49 The design of this part of Delegation 2020 (No 1), following the clear and express structure of s 65(1) of the PGPA Act, is to give much wider scope, by a wider pool of delegations descending down to lower (but still senior) levels of the bureaucracy, to consider act of grace applications, but to give much narrower scope to the approval of payments to be made by reference to the amount of money involved if the first hurdle is surmounted. As noted above, not even the Secretary may authorise an act of grace payment of over $100,000.
50 If the requirement of a payment being appropriate by reason of special circumstances is not met, the step of approval of a payment is never reached. The lower the amount sought, and considered appropriate by reason of special circumstances being established, the more likely it is that a single delegate can decide the second step if the threshold question has been met. In this case, had the delegate formed the view that a payment was appropriate because special circumstances had been established, then, if the amount in contemplation was above that delegate’s cap, the appropriate delegate to consider approval of a payment, perhaps by the Minister in person, would have been revealed by that amount, which might or might not have been at the level sought by the application.
51 For completeness, it should be observed that this interpretation of both s 65(1) of the PGPA Act and of this part of Delegation 2020 (No 1) is supported by s 24 of the Public Governance, Performance and Accountability Rule 2014, made under the PGPA Act, the express purpose of which is to require the Minister to consider the report of an advisory committee before, inter alia, making an authorisation for an act of grace payment that involves an amount in excess of $500,000. Section 24 of the Rule contemplates appropriateness potentially requiring more than special circumstances being established.

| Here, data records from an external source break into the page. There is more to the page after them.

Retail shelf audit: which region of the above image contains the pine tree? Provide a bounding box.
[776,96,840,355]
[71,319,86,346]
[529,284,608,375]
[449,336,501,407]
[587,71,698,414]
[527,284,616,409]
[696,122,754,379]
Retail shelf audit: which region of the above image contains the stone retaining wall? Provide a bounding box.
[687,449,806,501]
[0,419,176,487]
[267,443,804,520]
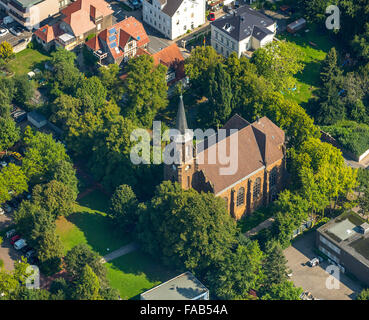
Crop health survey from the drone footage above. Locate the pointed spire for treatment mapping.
[176,94,188,134]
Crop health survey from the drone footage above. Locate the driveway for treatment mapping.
[284,231,362,300]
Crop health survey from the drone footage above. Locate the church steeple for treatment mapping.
[176,94,188,135]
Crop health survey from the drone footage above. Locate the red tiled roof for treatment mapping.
[198,115,285,194]
[86,36,101,51]
[34,24,61,43]
[153,43,185,80]
[62,0,114,37]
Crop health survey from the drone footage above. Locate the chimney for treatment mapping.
[90,5,96,21]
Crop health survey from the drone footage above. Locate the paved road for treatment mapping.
[284,231,362,300]
[102,242,139,263]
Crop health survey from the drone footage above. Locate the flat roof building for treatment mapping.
[316,212,369,285]
[140,271,209,300]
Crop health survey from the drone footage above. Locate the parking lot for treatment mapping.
[284,231,362,300]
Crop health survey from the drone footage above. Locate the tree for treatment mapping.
[207,241,263,300]
[76,76,107,113]
[32,180,77,218]
[261,281,304,300]
[123,55,168,127]
[51,47,82,96]
[0,41,13,60]
[22,128,70,183]
[209,63,232,124]
[0,116,20,151]
[273,190,309,248]
[263,241,288,289]
[74,265,100,300]
[356,289,369,300]
[13,75,35,106]
[0,163,28,203]
[320,47,342,84]
[51,160,78,199]
[109,184,138,231]
[35,230,64,275]
[99,63,123,101]
[185,46,223,96]
[138,181,236,272]
[251,41,304,90]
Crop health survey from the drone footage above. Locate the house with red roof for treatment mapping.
[86,17,150,65]
[34,0,113,50]
[120,43,185,86]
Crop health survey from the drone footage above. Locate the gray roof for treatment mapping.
[212,6,274,41]
[159,0,183,17]
[176,95,188,134]
[141,271,208,300]
[13,0,44,8]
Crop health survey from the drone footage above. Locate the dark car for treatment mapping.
[21,245,32,254]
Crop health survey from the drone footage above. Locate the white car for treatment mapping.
[0,29,9,37]
[14,239,27,250]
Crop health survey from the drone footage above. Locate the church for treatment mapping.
[164,96,286,220]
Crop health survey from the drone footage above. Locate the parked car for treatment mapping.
[26,249,36,259]
[10,234,20,245]
[4,203,13,213]
[21,245,32,254]
[308,258,319,267]
[9,28,21,36]
[14,239,27,250]
[0,29,9,37]
[5,229,15,239]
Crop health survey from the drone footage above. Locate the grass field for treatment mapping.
[278,25,334,104]
[106,251,177,299]
[56,190,131,256]
[9,48,50,74]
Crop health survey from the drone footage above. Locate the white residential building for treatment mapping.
[211,6,276,57]
[142,0,206,40]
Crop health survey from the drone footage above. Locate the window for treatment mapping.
[253,178,261,200]
[269,167,278,188]
[223,197,228,208]
[237,187,245,207]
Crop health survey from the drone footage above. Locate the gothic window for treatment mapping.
[269,167,278,188]
[223,197,228,208]
[237,187,245,207]
[253,178,261,200]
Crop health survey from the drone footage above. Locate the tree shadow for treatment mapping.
[67,212,131,256]
[109,251,180,300]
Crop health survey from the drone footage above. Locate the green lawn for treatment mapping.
[9,48,50,74]
[278,25,335,104]
[106,251,177,299]
[56,190,131,256]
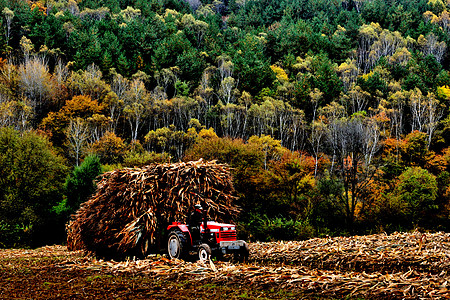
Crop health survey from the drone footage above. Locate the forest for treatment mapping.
[0,0,450,248]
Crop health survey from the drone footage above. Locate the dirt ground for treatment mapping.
[0,233,450,299]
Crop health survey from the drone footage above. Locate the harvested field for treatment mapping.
[0,232,450,299]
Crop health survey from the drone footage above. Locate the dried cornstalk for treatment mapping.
[67,160,239,256]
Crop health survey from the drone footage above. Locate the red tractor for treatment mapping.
[167,205,249,262]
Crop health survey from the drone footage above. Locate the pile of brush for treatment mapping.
[67,160,238,257]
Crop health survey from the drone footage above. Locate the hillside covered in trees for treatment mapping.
[0,0,450,247]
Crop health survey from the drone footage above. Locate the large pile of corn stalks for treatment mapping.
[67,160,238,256]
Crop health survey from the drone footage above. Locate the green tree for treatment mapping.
[0,128,67,247]
[64,155,101,214]
[394,167,438,225]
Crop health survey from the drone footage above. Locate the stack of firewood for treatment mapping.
[67,160,239,256]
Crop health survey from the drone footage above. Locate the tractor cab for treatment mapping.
[167,213,249,262]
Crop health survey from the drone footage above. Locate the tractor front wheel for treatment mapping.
[198,244,211,261]
[167,230,188,259]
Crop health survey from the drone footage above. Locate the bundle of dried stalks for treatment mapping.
[67,160,238,256]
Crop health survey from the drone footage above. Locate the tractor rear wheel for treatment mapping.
[234,242,250,263]
[198,244,211,261]
[167,230,188,259]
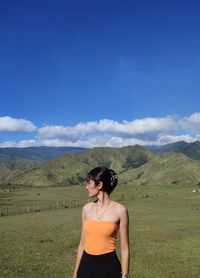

Section 65(2) of the PGPA Act provides that authorisation of a payment, thus recognised to be a separate exercise of power, must be in accordance with any requirements prescribed by such rules. It is therefore clearly contemplated, contrary to Mr Ashby’s argument, that when considering whether an application for an act of grace payment should result in a payment being authorised, it will first and separately be determined whether any such payment first meets the test of being appropriate by reason of special circumstances having been established.
52 Ground 4 must therefore fail.
53 As none of grounds 1, 3 or 4 of the amended statement of grounds of judicial review have been made out, to the extent that paragraphs 1 and 2 of the originating application depend on those grounds they must fail. It is appropriate to defer the question of costs until the balance of Mr Ashby’s case is heard, not least because that may entail a consideration of the application of s 570 of the Fair Work Act to the balance of this proceeding, and thereby to this aspect of the proceeding.